This formalism also treats the insertion of Wilson lines. For example, the
expectation of an unknotted Wilson line, in the representation $\mu$, given
by the trace of holonomy about a non-contractible, homotopically non-trivial
loop $C$, is
\[
\l< {\cal W}_{\mu} \r> = \frac{1}{Z}\int \chi_{\mu}(x_1)H\l(\prod_{i=1}^{g}
x_i y_i x_i ^{-1} y_i ^{-1}; 2\rho\r) \, dxdy. 
\]
As a sum over characters, this is 
\[
\l< {\cal W}_{\mu} \r> = \frac{1}{Z} \sum_{\nu}
D_{\mu\nu\nu}\frac{e^{-4c_{\nu}\rho}}{(\dim \nu)^{2g - 2}},
\]
where $D_{\mu\nu\nu}$ is the Clebsch-Gordan coefficient:
$\chi_\mu(x)\chi_\nu(x) = \sum D_{\mu\nu\sigma}\chi_\sigma (x)$.

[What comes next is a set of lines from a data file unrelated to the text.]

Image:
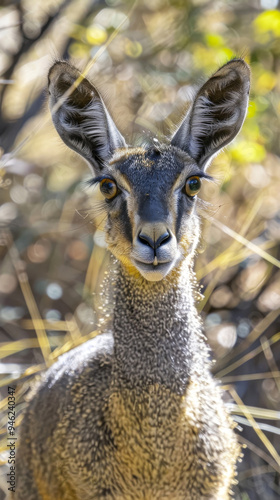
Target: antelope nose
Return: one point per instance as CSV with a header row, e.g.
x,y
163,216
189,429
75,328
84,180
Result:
x,y
154,241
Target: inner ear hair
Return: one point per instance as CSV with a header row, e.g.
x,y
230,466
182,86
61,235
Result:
x,y
216,114
81,117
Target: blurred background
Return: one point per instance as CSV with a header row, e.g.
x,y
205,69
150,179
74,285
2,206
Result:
x,y
146,59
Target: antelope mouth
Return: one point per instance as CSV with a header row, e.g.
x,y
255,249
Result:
x,y
154,271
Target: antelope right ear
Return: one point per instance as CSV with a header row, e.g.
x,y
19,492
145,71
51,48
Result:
x,y
80,116
217,113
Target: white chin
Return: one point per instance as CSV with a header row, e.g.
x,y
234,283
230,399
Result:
x,y
155,273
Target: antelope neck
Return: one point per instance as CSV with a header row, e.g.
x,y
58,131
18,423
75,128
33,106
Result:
x,y
157,333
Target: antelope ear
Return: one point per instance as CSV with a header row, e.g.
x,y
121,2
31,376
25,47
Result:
x,y
217,113
80,116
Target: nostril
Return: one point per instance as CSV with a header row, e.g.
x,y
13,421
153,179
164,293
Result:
x,y
164,238
146,240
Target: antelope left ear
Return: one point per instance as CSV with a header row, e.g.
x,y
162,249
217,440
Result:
x,y
81,117
217,113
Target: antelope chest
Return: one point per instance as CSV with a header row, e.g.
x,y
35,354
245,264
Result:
x,y
155,438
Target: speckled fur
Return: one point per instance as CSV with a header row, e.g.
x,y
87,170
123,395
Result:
x,y
137,417
135,414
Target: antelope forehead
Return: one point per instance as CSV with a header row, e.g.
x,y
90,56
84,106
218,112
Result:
x,y
148,169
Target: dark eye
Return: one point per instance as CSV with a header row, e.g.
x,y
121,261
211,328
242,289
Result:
x,y
108,188
193,185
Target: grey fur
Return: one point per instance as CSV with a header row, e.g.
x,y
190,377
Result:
x,y
135,414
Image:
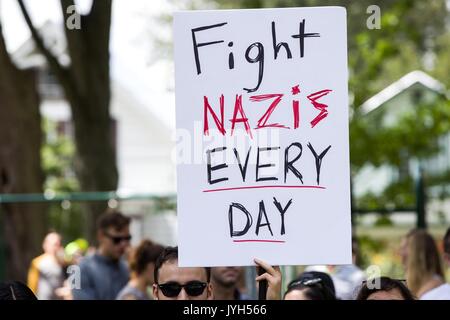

To make sense of the path integral, we restricted connections in
${\cal A}$ to  have finite Yang-Mills action and to satisfy a
continuity restriction. Without
a refinement of this restriction, bundles $P$ of different topological
types are indistinguishable. Thus, although nominally we treated only
product bundles, our results, when naively extended to
non-simply-connected symmetry groups, correspond to a sum over all topological
types.

\renewcommand{\thesection}{\Roman{section}}
\section{Separating the topological sectors}            \label{top}
\renewcommand{\thesection}{\arabic{section}}
To sort out the topological sectors in the case where $G$ is not
simply-connected and $g \geq 1$, let $\widetilde{G}$ be the covering group
of $G$. Then $G = \widetilde{G}/\Gamma$, where $\Gamma$
is a subgroup $\l\{\id, u_1, \cdots,u_n\r\}$  of the finite center of
the simply-connected Lie group $\widetilde{G}$. The topological type
of $P$ can be characterized as follows: Consider holonomy by a flat
connection about  contractible paths in $M$. As  elements of $G$,
these must be the identity. However, if we lift to $\widetilde{G}$,
these holonomies, though equal to each other, can be any element $u$ of
$\Gamma$. This element defines the topological type of $P$. 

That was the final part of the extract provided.